Paper No. GT2005-68564, pp. 591-601; 11 pages
doi:10.1115/GT2005-68564
From:
  • ASME Turbo Expo 2005: Power for Land, Sea, and Air
  • Volume 6: Turbo Expo 2005, Parts A and B
  • Reno, Nevada, USA, June 6–9, 2005
  • Conference Sponsors: International Gas Turbine Institute
  • ISBN: 0-7918-4730-6 | eISBN: 0-7918-3754-8
  • Copyright © 2005 by ASME

abstract

Cooling is required to enable the turbine components to survive and have acceptable life in the very high gas temperatures occurring in modern engines. The cooling air is bled from the compression system, with typically about 15% of the core flow being diverted in military engines and about 20% in civil turbofans. Cooling benefits engine specific thrust and efficiency by allowing higher cycle temperatures to be employed, but the bleed air imposes cycle penalties and also reduces the aerodynamic efficiency of the turbine blading, typically by 2–4%. Cooling research aims to develop and validate improved design methodologies that give maximum cooling effectiveness for minimum cooling flow.
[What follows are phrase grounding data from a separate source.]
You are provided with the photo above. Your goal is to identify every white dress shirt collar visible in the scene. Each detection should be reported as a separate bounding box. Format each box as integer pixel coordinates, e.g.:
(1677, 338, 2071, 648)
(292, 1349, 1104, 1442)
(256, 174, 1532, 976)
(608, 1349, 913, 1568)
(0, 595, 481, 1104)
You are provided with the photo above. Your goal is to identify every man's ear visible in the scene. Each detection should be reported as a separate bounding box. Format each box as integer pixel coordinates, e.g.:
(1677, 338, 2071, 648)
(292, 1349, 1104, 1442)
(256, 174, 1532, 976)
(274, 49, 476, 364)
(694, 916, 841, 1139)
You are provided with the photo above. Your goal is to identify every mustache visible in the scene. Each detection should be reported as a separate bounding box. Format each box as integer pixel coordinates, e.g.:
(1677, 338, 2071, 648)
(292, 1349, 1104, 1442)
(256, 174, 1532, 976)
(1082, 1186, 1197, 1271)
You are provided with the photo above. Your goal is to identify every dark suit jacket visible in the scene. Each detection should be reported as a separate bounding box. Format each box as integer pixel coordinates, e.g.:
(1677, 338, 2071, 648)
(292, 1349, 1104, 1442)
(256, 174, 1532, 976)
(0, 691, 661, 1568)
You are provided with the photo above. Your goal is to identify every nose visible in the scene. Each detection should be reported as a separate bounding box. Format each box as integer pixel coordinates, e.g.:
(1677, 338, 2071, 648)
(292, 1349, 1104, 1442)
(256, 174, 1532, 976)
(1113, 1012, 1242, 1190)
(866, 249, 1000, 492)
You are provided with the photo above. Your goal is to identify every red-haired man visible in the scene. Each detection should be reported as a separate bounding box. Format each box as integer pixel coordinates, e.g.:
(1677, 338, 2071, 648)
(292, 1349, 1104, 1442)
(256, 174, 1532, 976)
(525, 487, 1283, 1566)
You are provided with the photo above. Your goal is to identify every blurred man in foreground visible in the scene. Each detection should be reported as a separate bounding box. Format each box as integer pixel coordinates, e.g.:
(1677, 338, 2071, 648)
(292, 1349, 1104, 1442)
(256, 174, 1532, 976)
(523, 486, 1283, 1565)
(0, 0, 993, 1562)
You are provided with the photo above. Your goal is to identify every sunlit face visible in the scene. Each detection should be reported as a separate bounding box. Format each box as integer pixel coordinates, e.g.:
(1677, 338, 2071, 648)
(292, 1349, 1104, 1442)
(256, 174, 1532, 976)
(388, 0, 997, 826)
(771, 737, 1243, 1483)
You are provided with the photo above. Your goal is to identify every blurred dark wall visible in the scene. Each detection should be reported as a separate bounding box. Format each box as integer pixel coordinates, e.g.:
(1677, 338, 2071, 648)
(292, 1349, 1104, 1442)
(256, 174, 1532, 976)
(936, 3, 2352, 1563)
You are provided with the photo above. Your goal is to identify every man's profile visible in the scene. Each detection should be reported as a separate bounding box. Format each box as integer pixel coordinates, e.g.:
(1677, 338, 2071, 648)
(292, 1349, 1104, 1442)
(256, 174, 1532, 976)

This paper documents external cooling research undertaken in the Isentropic Light Piston Facility at QinetiQ as part of a European collaborative programme on turbine aerodynamics and heat transfer. In Phase I, neither the ngv nor the rotor was cooled; cooling was added to the ngv only for Phase II, and to the rotor and ngv in Phase III. Coolant blowing rates and density ratios were also varied in the experiments. This paper describes the ILPF and summarises the results of this systematic programme, paying particular attention to the variation in aerofoil heat transfer with changing coolant conditions, and the effects coolant ejection has on the aerofoil’s aerodynamic performance.